Bir taraftan Türkiye’yi görevini kötüye kullandığı için suçlamaya çalışırken, diğer yandan uluslar arası arenada işgalcilikle suçlandığını söylerken ne kadar bilinçsiz olduğunun farkında bile değildir. Çünkü bu güne kadar hiçbir uluslar arası merci, Türkiye’yi işgalcilikle suçlama gafletini gösteremedi.
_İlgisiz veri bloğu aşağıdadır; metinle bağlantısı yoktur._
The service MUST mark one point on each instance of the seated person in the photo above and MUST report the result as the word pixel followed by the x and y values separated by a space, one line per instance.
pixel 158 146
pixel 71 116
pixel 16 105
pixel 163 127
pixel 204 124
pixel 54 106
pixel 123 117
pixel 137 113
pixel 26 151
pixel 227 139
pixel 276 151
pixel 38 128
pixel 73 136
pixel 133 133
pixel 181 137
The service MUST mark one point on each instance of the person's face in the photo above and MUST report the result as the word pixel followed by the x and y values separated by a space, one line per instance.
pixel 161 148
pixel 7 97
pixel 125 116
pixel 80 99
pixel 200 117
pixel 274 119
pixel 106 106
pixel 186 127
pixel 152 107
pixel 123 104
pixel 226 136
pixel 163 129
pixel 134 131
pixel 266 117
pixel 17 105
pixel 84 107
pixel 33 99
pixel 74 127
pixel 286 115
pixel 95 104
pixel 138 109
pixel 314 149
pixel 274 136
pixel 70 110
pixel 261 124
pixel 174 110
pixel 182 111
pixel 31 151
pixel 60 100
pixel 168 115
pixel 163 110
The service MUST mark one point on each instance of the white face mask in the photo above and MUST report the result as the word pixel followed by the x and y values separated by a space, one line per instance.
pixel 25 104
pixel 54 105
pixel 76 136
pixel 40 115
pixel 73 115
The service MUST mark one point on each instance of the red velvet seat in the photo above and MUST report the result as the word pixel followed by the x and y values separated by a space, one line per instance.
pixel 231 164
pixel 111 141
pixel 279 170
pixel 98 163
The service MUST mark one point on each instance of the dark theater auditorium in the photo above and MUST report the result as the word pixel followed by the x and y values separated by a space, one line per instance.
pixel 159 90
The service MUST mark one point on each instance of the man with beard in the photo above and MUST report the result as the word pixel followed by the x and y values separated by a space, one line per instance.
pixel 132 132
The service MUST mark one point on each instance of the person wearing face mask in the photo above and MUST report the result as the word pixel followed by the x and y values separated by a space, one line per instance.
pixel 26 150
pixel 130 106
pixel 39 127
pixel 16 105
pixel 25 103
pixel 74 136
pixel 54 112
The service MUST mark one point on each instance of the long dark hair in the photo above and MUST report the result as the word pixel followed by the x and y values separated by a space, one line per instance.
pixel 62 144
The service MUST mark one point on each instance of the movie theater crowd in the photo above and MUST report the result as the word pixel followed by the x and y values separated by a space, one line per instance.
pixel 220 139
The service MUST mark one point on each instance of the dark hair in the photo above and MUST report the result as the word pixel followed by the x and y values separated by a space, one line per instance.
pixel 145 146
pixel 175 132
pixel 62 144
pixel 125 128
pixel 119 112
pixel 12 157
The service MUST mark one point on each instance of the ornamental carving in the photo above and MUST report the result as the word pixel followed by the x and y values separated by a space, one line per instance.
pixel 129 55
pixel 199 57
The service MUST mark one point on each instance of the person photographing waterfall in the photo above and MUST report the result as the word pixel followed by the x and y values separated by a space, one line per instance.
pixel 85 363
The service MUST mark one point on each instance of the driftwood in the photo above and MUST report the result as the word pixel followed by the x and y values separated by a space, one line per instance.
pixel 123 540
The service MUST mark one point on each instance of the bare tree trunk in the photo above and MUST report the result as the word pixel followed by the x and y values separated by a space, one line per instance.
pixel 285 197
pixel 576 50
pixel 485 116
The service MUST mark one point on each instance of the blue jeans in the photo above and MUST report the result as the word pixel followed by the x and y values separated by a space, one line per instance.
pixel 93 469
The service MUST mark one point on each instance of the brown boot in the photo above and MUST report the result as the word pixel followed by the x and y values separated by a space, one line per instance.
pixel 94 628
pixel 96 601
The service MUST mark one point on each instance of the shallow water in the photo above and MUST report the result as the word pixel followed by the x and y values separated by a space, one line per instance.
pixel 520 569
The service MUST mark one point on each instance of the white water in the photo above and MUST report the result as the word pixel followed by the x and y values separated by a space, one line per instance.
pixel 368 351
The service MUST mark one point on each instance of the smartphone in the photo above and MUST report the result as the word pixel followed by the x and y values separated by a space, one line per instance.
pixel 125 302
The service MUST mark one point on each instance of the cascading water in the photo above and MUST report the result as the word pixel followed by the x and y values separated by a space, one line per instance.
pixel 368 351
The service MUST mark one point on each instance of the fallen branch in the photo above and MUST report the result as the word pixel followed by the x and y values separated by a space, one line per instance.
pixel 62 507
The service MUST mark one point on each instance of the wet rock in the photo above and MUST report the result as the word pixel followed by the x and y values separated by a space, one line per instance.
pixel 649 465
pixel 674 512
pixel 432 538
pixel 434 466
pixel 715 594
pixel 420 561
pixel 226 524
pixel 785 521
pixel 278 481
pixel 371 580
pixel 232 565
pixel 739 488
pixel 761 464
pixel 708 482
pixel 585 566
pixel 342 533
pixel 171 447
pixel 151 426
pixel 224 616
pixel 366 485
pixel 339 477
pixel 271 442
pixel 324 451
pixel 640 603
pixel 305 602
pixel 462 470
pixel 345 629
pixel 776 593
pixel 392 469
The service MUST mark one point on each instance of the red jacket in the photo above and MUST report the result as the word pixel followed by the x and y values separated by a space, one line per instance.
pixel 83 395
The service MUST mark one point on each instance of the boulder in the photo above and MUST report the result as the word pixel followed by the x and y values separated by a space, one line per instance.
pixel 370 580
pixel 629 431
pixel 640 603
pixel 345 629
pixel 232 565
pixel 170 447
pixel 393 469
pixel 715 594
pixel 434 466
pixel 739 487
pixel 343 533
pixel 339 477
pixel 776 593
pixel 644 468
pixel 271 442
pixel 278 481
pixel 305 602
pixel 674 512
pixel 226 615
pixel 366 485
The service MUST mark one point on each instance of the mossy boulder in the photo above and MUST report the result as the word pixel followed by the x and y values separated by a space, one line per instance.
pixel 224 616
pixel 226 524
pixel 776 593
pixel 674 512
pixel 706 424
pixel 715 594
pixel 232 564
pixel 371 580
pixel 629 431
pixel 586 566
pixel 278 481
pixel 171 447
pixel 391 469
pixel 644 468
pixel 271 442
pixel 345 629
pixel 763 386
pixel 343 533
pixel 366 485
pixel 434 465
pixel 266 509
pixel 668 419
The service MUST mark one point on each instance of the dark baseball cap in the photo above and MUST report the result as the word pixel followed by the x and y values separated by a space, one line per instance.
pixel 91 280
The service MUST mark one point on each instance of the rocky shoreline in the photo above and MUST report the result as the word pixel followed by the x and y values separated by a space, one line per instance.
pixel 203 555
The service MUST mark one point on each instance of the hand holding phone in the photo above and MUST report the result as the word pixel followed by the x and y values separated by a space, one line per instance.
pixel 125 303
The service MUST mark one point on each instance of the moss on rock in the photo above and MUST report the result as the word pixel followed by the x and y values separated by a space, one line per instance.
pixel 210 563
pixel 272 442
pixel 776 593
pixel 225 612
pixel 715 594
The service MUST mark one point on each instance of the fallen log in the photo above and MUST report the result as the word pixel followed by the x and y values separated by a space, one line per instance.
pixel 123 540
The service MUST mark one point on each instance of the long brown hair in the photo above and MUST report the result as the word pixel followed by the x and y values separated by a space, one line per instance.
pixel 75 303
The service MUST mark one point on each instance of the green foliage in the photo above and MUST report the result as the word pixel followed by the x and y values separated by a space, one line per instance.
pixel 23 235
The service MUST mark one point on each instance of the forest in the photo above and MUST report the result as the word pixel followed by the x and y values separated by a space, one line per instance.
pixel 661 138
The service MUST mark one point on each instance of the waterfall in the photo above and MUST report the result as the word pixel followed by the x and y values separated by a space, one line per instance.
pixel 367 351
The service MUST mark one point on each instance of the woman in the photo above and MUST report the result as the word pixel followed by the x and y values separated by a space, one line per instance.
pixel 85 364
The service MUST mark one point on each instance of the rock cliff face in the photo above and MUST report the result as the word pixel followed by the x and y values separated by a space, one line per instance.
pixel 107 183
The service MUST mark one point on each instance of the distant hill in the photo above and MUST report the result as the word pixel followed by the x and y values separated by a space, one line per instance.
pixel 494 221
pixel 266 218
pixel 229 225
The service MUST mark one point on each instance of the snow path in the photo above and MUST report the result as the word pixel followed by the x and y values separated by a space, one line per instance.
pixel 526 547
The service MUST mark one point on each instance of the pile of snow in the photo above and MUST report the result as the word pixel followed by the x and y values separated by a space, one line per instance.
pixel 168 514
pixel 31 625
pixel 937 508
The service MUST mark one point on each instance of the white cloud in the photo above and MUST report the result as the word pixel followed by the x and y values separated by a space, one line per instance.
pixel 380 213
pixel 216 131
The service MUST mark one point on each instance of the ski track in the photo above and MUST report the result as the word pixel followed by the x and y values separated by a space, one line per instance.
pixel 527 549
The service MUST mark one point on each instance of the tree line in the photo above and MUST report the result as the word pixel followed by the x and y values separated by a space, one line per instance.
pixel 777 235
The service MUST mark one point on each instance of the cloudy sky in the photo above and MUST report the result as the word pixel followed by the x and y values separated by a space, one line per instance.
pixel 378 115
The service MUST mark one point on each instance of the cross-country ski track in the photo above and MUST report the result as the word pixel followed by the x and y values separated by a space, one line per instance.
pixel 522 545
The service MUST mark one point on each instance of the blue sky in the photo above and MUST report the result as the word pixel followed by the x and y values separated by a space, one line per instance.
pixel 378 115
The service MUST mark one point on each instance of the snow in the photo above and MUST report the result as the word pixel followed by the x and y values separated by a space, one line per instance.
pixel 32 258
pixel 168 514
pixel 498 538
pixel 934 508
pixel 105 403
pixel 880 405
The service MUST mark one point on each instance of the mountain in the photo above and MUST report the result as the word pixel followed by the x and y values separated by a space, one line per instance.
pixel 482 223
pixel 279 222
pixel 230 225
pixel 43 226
Ancak, 1964 yılında adaya sokulan bir tümen Yunan askerinden söz etmemesi, Kıbrıs Cumhuriyeti’ni kendi malı gibi Kullanan Rum tarafını suçlamaması, ve bu güne kadar 16 Ağustos 1960 tarihinde kurulan gerçek Kıbrıs Cumhuriyeti’ne dönüş için Rum tarafından, BM’den, AB’den bir çağrı yapılmamasını veya bir baskı uygulanmamasını ne hikmetse bilmemezlikten, görmemezlikten ve duymamazlıktan geliyor.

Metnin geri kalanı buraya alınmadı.